The turmoil at Jaguar Land Rover’s headquarters in the U.K. has not impacted dealers, says Larry Zinn, chairman of the Jaguar Land Rover Retailer Cabinet.
CEO Thierry Ballore, after just two years on the job, left abruptly in December.
The reinvention of Jaguar as an all-electric superluxury brand remains on track, with a new three-vehicle lineup due in about two years.
And while most of JLR’s competitors have found ways to earn significant profits while dealing with the microchip shortage, JLR hasn’t had a profitable quarter in almost two years.
The automaker has a backlog of more than 250,000 orders for the Range Rover, Range Rover Sport and Defender.
But the shortage of vehicles isn’t all bad news. It has helped reduce incentives and prompted customers to order their vehicles, often with expensive customized features.
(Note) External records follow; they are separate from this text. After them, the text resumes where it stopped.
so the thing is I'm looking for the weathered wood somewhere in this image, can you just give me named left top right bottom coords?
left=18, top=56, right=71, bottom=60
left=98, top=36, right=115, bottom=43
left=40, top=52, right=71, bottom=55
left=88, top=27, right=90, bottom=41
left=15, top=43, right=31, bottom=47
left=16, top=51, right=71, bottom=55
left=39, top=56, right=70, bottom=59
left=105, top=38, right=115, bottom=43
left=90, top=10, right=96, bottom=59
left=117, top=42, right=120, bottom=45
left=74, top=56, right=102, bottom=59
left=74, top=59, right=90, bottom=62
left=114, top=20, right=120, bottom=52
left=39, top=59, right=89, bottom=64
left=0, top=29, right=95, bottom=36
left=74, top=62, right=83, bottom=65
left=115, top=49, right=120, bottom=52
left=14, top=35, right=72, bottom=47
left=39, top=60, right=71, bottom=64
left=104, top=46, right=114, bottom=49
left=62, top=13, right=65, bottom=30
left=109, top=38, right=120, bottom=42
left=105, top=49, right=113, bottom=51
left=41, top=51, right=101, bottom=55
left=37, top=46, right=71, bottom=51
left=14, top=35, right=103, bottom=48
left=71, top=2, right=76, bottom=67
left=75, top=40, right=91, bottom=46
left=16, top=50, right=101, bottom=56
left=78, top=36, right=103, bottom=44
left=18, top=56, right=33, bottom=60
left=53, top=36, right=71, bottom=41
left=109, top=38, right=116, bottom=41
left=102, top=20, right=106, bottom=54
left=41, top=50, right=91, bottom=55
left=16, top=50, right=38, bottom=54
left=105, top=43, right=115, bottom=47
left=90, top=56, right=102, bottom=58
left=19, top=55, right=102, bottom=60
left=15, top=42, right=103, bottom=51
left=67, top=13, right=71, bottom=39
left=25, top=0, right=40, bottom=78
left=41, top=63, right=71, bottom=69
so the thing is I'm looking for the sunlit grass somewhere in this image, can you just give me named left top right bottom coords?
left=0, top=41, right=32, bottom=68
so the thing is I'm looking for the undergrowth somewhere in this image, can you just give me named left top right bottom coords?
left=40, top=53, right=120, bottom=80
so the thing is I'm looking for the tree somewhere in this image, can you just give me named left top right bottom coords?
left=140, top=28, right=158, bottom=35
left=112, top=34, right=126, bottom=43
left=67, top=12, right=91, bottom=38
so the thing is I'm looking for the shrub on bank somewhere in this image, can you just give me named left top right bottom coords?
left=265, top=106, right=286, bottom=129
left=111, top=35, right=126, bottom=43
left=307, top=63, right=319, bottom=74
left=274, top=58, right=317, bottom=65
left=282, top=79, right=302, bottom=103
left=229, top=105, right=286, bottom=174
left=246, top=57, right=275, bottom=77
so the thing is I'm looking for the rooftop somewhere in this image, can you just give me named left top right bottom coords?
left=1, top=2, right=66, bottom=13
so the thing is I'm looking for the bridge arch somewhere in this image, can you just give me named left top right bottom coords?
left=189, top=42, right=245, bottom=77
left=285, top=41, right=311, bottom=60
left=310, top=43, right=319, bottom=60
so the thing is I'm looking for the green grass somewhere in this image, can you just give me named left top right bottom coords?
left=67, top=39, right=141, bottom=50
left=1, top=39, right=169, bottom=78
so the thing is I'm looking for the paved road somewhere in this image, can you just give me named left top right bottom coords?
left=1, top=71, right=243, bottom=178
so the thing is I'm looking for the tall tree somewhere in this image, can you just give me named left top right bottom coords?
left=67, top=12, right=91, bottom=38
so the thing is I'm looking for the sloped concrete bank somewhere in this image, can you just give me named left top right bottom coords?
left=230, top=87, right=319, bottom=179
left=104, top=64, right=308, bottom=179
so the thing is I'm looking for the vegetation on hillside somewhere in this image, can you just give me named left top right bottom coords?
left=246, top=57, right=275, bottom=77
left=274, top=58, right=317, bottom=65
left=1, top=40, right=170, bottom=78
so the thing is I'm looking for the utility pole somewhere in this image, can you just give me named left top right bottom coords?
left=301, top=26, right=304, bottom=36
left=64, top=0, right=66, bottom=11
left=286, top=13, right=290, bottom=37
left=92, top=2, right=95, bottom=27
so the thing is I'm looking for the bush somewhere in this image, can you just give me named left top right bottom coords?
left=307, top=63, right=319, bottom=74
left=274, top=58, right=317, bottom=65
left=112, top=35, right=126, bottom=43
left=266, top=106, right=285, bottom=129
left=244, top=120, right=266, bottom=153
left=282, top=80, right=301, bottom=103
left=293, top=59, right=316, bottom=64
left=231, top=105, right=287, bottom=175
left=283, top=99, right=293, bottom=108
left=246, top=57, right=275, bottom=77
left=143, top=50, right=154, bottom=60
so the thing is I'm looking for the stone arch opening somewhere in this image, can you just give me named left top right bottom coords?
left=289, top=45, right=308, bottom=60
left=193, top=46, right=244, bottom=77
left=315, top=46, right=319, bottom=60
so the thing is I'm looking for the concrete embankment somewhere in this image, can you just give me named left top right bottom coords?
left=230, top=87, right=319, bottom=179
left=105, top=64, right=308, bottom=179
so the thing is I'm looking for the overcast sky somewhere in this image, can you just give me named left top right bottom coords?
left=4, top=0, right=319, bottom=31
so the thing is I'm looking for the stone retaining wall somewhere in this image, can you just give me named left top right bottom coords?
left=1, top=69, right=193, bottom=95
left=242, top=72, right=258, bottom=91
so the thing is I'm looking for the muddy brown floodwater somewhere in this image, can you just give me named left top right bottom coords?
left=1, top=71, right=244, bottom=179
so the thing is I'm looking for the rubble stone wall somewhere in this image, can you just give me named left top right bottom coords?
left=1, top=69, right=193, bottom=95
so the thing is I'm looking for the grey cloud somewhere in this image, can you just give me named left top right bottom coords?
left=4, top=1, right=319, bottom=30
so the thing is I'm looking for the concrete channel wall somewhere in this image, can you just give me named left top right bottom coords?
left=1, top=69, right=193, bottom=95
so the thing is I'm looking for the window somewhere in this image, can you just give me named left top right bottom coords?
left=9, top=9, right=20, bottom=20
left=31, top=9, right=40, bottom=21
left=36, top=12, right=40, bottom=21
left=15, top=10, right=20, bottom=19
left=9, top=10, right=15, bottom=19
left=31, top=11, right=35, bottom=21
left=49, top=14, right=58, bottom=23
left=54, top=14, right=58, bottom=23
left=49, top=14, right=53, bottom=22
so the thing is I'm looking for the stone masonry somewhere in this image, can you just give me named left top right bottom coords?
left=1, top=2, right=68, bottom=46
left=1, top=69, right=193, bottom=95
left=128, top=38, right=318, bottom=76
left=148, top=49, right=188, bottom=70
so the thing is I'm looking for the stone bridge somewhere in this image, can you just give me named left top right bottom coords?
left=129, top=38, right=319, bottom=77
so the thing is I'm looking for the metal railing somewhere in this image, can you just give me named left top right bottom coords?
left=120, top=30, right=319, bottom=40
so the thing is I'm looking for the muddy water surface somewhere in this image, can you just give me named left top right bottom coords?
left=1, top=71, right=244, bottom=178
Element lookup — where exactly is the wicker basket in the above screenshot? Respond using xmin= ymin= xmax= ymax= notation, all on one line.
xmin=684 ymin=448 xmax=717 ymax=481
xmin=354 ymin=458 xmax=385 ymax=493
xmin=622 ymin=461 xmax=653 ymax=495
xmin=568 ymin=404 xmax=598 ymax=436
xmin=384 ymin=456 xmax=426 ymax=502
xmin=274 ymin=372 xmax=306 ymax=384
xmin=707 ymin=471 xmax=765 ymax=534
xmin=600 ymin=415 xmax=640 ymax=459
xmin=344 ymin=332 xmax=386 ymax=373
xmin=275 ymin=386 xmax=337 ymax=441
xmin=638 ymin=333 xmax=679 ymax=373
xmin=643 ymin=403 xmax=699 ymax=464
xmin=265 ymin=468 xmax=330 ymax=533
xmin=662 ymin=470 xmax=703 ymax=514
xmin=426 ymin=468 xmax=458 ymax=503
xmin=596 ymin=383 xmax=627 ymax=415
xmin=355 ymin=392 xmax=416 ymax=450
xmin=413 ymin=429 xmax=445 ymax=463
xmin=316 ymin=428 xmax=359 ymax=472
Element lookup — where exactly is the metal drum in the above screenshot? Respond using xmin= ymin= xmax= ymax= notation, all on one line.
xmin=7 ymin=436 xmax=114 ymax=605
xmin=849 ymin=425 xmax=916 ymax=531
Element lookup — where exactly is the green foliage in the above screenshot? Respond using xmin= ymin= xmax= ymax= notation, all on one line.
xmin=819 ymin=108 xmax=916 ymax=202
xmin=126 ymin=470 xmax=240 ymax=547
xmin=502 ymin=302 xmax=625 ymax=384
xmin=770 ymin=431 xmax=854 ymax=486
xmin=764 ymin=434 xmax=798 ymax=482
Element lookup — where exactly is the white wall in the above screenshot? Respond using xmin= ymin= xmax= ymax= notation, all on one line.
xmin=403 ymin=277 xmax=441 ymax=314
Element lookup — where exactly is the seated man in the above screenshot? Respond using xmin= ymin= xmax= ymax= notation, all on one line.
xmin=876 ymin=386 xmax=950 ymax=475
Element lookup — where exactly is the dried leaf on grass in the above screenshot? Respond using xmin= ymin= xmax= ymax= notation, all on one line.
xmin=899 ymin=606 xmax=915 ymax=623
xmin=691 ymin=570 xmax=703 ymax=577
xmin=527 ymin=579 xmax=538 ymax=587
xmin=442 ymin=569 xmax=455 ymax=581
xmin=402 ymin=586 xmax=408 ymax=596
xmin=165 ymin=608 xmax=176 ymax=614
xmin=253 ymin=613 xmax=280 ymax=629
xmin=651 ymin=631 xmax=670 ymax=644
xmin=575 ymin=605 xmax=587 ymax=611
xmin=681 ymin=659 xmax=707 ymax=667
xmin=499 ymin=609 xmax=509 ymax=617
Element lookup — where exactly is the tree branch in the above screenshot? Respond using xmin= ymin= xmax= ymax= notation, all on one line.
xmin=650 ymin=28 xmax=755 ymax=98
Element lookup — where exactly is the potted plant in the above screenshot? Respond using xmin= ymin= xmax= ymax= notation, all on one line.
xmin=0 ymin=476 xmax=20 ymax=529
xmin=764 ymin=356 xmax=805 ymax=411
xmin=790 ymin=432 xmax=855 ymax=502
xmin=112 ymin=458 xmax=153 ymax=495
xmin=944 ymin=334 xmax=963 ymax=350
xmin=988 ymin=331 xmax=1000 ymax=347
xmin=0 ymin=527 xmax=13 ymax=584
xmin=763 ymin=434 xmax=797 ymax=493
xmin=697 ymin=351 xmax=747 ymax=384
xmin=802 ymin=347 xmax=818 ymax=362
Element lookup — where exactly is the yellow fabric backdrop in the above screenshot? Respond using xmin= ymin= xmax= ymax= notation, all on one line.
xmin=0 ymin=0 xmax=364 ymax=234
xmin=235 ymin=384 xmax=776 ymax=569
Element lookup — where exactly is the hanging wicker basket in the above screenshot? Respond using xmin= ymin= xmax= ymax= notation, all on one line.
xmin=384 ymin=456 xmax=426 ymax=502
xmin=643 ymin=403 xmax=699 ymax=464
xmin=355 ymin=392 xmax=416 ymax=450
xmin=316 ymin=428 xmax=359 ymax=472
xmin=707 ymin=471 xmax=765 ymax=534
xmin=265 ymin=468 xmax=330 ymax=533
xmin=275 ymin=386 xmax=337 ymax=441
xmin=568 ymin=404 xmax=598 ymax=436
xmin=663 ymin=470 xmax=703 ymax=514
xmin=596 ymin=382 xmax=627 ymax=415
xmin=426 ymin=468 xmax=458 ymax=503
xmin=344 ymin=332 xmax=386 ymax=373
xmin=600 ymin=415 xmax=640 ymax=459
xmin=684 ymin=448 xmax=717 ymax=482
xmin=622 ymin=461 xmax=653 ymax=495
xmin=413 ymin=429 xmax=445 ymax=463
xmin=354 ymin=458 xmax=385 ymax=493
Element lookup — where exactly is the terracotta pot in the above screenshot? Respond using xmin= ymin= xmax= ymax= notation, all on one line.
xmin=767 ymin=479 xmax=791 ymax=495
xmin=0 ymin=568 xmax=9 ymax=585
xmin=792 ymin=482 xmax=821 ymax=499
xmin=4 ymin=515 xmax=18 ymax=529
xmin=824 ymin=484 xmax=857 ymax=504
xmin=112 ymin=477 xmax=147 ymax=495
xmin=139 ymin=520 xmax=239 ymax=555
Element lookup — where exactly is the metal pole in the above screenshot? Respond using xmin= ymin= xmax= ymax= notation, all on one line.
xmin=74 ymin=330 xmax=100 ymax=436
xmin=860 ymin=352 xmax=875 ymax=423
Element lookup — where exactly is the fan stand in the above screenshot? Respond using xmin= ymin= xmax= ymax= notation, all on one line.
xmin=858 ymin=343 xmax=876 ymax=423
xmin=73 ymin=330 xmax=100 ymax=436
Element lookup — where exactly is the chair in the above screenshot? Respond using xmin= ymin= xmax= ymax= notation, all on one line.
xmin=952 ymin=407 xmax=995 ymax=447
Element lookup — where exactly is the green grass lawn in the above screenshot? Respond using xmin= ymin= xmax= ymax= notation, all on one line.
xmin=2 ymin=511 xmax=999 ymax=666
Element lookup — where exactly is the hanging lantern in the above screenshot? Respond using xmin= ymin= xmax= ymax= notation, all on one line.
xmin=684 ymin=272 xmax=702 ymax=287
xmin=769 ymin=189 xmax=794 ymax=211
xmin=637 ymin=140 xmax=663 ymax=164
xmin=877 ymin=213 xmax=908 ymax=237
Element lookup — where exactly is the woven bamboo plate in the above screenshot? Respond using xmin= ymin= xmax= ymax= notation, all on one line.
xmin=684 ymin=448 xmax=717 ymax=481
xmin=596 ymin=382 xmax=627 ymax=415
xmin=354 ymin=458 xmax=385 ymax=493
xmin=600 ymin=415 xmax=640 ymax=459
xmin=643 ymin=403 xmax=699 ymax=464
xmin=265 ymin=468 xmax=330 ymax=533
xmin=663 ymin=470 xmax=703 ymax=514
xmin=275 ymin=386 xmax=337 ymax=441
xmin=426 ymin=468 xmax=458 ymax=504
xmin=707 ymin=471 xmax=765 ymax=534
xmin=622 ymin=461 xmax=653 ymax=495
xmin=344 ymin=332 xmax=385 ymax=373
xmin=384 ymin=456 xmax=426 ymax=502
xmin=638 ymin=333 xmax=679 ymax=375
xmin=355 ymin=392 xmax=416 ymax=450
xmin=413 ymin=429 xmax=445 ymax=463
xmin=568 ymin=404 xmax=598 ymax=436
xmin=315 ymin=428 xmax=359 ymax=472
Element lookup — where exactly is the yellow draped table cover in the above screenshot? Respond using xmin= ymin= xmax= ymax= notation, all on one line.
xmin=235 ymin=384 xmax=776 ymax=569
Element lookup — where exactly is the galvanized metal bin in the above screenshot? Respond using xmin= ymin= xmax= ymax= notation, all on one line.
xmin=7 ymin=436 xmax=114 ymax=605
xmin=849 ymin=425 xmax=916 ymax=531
Dealers, Zinn said, had a great 2022.
“Jaguar Land Rover dealers have been performing at a very high level in relation to the rest of the luxury industry,” Zinn told Automotive News. “In the long term, if and when inventory normalizes, we’ll certainly see margins go down, but the volumes will go up. Hopefully that’s the offset that we need to continue to maintain the levels of profitability that we have. Additionally, with more volume comes more servicing and parts sales.”